From nova-conductor's upstart log ( /var/log/upstart/nova-conductor.log ):

2014-05-15 12:02:25.206 34494 INFO nova.openstack.common.periodic_task [-] Skipping periodic task _periodic_update_dns because its interval is negative
2014-05-15 12:02:25.241 34494 INFO nova.openstack.common.service [-] Starting 8 workers
2014-05-15 12:02:25.242 34494 INFO nova.openstack.common.service [-] Started child 34501
2014-05-15 12:02:25.244 34494 INFO nova.openstack.common.service [-] Started child 34502
2014-05-15 12:02:25.246 34494 INFO nova.openstack.common.service [-] Started child 34503
2014-05-15 12:02:25.246 34501 AUDIT nova.service [-] Starting conductor node (version 2014.1)
2014-05-15 12:02:25.247 34502 AUDIT nova.service [-] Starting conductor node (version 2014.1)
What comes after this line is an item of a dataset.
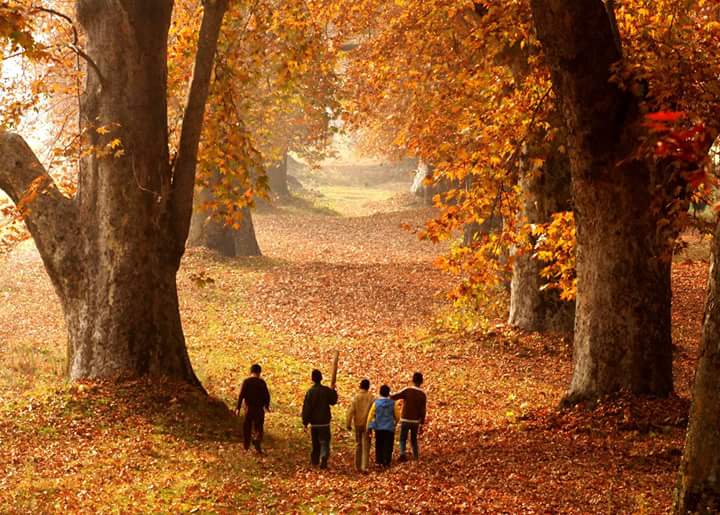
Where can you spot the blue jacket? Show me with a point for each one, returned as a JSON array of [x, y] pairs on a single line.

2014-05-15 12:02:25.247 34494 INFO nova.openstack.common.service [-] Started child 34504
2014-05-15 12:02:25.249 34503 AUDIT nova.service [-] Starting conductor node (version 2014.1)
2014-05-15 12:02:25.251 34504 AUDIT nova.service [-] Starting conductor node (version 2014.1)
2014-05-15 12:02:25.254 34505 AUDIT nova.service [-] Starting conductor node (version 2014.1)
2014-05-15 12:02:25.250 34494 INFO nova.openstack.common.service [-] Started child 34505
2014-05-15 12:02:25.261 34494 INFO nova.openstack.common.service [-] Started child 34506
2014-05-15 12:02:25.263 34494 INFO nova.openstack.common.service [-] Started child 34507
2014-05-15 12:02:25.266 34494 INFO nova.openstack.common.service [-] Started child 34508
2014-05-15 12:02:25.267 34507 AUDIT nova.service [-] Starting conductor node (version 2014.1)
2014-05-15 12:02:25.268 34506 AUDIT nova.service [-] Starting conductor node (version 2014.1)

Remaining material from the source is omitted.